- IOC code: POL
- NOC: Polish Olympic Committee
- Website: www.pkol.pl (in Polish)

in Chamonix
- Competitors: 8 (men) in 5 sports
- Flag bearer: Kazimierz Smogorzewski
- Medals: Gold 0 Silver 0 Bronze 0 Total 0

Winter Olympics appearances (overview)
- 1924; 1928; 1932; 1936; 1948; 1952; 1956; 1960; 1964; 1968; 1972; 1976; 1980; 1984; 1988; 1992; 1994; 1998; 2002; 2006; 2010; 2014; 2018; 2022; 2026;

= Poland at the 1924 Winter Olympics =

Poland competed at the 1924 Winter Olympics in Chamonix, France.

==Cross-country skiing==

- Men

| Event | Athlete | Race |  |
| Time | Rank |
| 18 km | Andrzej Krzeptowski | 1'43:02.8 | 28 |
| Franciszek Bujak | 1'42:13.0 | 27 |
| 50 km | Szczepan Witkowski | 6'25:58 | 21 |

==Military patrol==

| Athletes | Time | Shots on target | Final Time (-30s./hit) | Rank |
|---|---|---|---|---|
| Stanisław Chrobak Stanisław Kądziołka Szczepan Witkowski Zbigniew Wóycicki | DNF | – | – | – |

== Nordic combined ==

Events:
- 18 km cross-country skiing
- normal hill ski jumping

The cross-country skiing part of this event was combined with the main medal event of cross-country skiing.

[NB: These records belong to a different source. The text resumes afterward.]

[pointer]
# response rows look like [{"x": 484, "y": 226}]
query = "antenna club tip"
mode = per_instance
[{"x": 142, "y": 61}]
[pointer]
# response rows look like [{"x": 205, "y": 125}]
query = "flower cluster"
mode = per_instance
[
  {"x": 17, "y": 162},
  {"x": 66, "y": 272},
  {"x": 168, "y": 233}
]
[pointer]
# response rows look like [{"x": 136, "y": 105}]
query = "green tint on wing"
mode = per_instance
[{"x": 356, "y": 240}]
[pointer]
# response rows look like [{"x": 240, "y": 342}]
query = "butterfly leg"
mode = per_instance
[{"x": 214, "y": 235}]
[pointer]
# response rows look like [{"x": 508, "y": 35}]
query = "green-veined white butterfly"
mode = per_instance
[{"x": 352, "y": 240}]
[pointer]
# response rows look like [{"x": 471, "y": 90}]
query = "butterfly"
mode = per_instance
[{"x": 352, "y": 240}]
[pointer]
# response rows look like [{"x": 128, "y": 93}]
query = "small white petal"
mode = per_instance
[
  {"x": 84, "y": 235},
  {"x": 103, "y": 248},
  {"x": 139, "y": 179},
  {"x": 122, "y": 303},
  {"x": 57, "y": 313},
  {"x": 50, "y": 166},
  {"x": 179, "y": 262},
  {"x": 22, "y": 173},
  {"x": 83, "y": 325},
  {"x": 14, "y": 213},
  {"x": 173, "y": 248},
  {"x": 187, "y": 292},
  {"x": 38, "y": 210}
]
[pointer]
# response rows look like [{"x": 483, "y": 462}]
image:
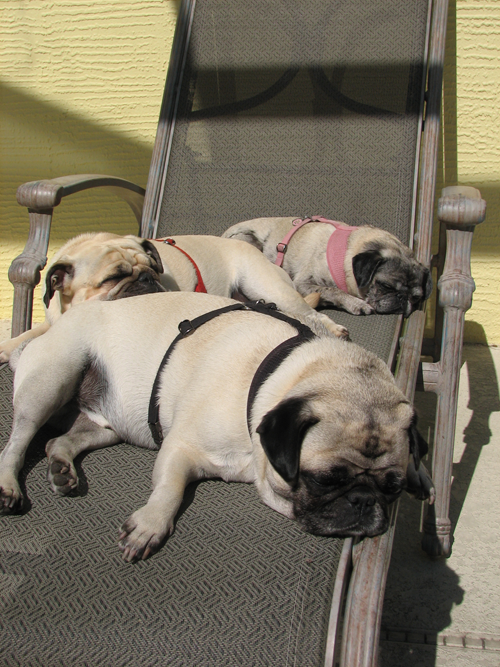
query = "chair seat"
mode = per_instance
[{"x": 68, "y": 598}]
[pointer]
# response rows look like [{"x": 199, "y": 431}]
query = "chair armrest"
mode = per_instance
[{"x": 42, "y": 195}]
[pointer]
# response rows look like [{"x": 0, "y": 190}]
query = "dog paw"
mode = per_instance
[
  {"x": 363, "y": 309},
  {"x": 142, "y": 535},
  {"x": 11, "y": 499},
  {"x": 62, "y": 476},
  {"x": 339, "y": 331}
]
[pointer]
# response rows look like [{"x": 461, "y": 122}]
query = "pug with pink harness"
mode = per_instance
[{"x": 362, "y": 270}]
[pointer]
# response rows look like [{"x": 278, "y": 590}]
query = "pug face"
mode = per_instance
[
  {"x": 103, "y": 266},
  {"x": 394, "y": 284},
  {"x": 342, "y": 470}
]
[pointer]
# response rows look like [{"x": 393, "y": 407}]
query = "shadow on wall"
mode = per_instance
[
  {"x": 422, "y": 593},
  {"x": 44, "y": 141},
  {"x": 484, "y": 399}
]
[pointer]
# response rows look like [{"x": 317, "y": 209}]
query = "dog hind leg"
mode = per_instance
[
  {"x": 41, "y": 389},
  {"x": 144, "y": 532},
  {"x": 83, "y": 435}
]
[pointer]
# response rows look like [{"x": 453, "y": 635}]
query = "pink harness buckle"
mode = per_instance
[{"x": 335, "y": 249}]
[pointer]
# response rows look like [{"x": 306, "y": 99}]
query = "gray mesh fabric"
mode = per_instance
[
  {"x": 299, "y": 108},
  {"x": 295, "y": 108},
  {"x": 290, "y": 107},
  {"x": 236, "y": 584}
]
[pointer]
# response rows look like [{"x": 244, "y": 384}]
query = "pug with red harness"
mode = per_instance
[{"x": 106, "y": 266}]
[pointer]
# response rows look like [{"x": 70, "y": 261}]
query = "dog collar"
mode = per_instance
[
  {"x": 267, "y": 366},
  {"x": 335, "y": 249},
  {"x": 200, "y": 285}
]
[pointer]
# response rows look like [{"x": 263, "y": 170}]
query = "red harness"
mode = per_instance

Those results can be found above in this article in the cross-country skiing section. Some athletes (but not all) entered in both the cross-country skiing and Nordic combined event, their time on the 18 km was used for both events. One would expect that athletes competing at the Nordic combined event, would participate in the cross-country skiing event as well, as they would have the opportunity to win more than one medal. This was not always the case due to the maximum number of athletes (here: 4) could represent a country per event.

The ski jumping (normal hill) event was held separate from the main medal event of ski jumping, results can be found in the table below.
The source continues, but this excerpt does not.